As the fears of default loom large on the world’s largest economy, US President Joe Biden has said that the circumstances are not at the point where the 14th Amendment needed to be invoked to avoid the country defaulting on its loans.
It is implied from his comments that the Biden Administration has retained the option to invoke the amendment were the country to go into default on June 1.
Joe Biden while talking in an interview with MSNBC said: “I’ve not gotten there yet.”
There is not much time left for the polarized Congress to raise the debt ceiling of $31.4 trillion with the warning coming from the Treasury Department that it could not be able to pay its loans back as soon as June 1.
If Congress fails to act, some legal experts say, Biden, 80, has another option to avert a crisis: “Invoke the 14th Amendment to the US Constitution to ensure the United States can continue to pay its bills.”
The Fourth Amendment of the US Constitution adopted after the 1861-1865 Civil War, notes that the “validity of the public debt of the United States … shall not be questioned.”
But the clause has been largely unaddressed by the courts.
Experts have recommended that Biden could invoke this amendment to raise the debt ceiling on his own if Congress does not act.
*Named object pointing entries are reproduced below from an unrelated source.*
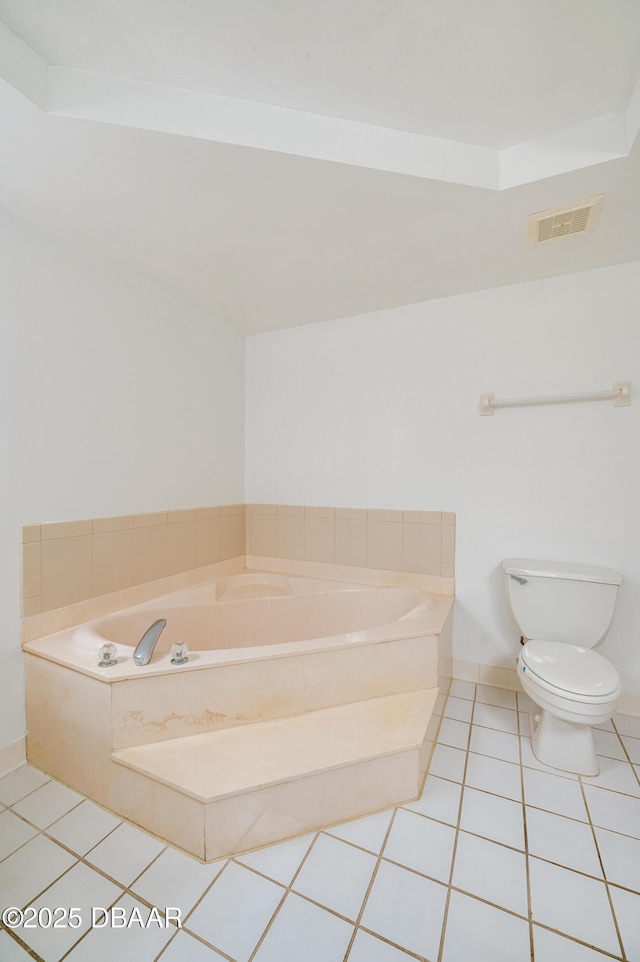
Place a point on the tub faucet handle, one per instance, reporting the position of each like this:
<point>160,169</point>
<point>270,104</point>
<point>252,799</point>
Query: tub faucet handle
<point>107,654</point>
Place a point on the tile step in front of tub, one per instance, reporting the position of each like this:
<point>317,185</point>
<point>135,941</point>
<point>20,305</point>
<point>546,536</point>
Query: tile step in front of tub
<point>273,780</point>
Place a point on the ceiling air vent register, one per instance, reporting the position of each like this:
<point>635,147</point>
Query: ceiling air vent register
<point>577,218</point>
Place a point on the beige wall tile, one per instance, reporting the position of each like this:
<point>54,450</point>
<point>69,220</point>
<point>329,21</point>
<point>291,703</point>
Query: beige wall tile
<point>181,544</point>
<point>232,536</point>
<point>67,571</point>
<point>351,514</point>
<point>421,550</point>
<point>213,512</point>
<point>448,544</point>
<point>66,529</point>
<point>150,553</point>
<point>112,561</point>
<point>31,606</point>
<point>384,545</point>
<point>290,537</point>
<point>423,517</point>
<point>351,542</point>
<point>151,520</point>
<point>263,534</point>
<point>207,541</point>
<point>313,511</point>
<point>103,525</point>
<point>184,514</point>
<point>384,514</point>
<point>31,570</point>
<point>319,537</point>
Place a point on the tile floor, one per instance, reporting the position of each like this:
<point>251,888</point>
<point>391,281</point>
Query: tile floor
<point>501,860</point>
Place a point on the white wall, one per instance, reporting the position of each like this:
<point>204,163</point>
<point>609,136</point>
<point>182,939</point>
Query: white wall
<point>115,398</point>
<point>382,411</point>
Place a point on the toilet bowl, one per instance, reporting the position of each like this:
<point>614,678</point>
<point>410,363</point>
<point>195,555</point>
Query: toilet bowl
<point>564,610</point>
<point>574,689</point>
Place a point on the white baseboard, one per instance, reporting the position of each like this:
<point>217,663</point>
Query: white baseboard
<point>13,755</point>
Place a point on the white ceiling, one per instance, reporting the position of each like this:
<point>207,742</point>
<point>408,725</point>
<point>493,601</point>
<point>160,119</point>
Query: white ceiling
<point>283,219</point>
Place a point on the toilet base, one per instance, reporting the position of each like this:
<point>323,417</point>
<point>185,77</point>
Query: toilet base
<point>561,744</point>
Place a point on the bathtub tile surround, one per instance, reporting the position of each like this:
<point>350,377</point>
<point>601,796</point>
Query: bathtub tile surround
<point>64,563</point>
<point>384,539</point>
<point>390,886</point>
<point>72,561</point>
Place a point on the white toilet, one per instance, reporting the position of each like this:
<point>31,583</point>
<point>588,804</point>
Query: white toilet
<point>564,610</point>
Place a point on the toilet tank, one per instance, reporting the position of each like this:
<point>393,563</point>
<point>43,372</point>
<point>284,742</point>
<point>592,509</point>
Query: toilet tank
<point>558,601</point>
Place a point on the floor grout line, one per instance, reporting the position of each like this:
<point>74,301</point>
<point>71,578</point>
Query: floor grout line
<point>380,857</point>
<point>445,915</point>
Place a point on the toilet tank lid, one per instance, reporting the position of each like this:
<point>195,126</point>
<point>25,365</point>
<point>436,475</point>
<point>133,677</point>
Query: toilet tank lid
<point>527,567</point>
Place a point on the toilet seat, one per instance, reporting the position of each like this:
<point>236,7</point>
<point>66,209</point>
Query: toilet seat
<point>569,671</point>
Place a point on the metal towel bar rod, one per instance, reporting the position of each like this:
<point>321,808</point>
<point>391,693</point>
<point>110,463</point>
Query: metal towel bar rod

That would almost certainly lead to prolonged legal wrangling, which could unsettle financial markets
A person briefed on those discussions was quoted by Reuters as saying: White House and other administration officials have examined the possibility but many have dismissed it as a last-ditch solution unlikely to survive a court challenge.
Top Republicans and Biden alongside other Democrats from Congress will discuss Tuesday next week to try to put an end to the three-month standoff over the federal debt ceiling and prevent a crippling default before the end of the month.
The positions maintained by both sides are: Biden is calling on lawmakers to raise the federal government’s self-imposed borrowing limit without conditions, and Republican House Speaker Kevin McCarthy says his chamber will not approve any deal that doesn’t cut spending to address the nation’s growing budget deficit.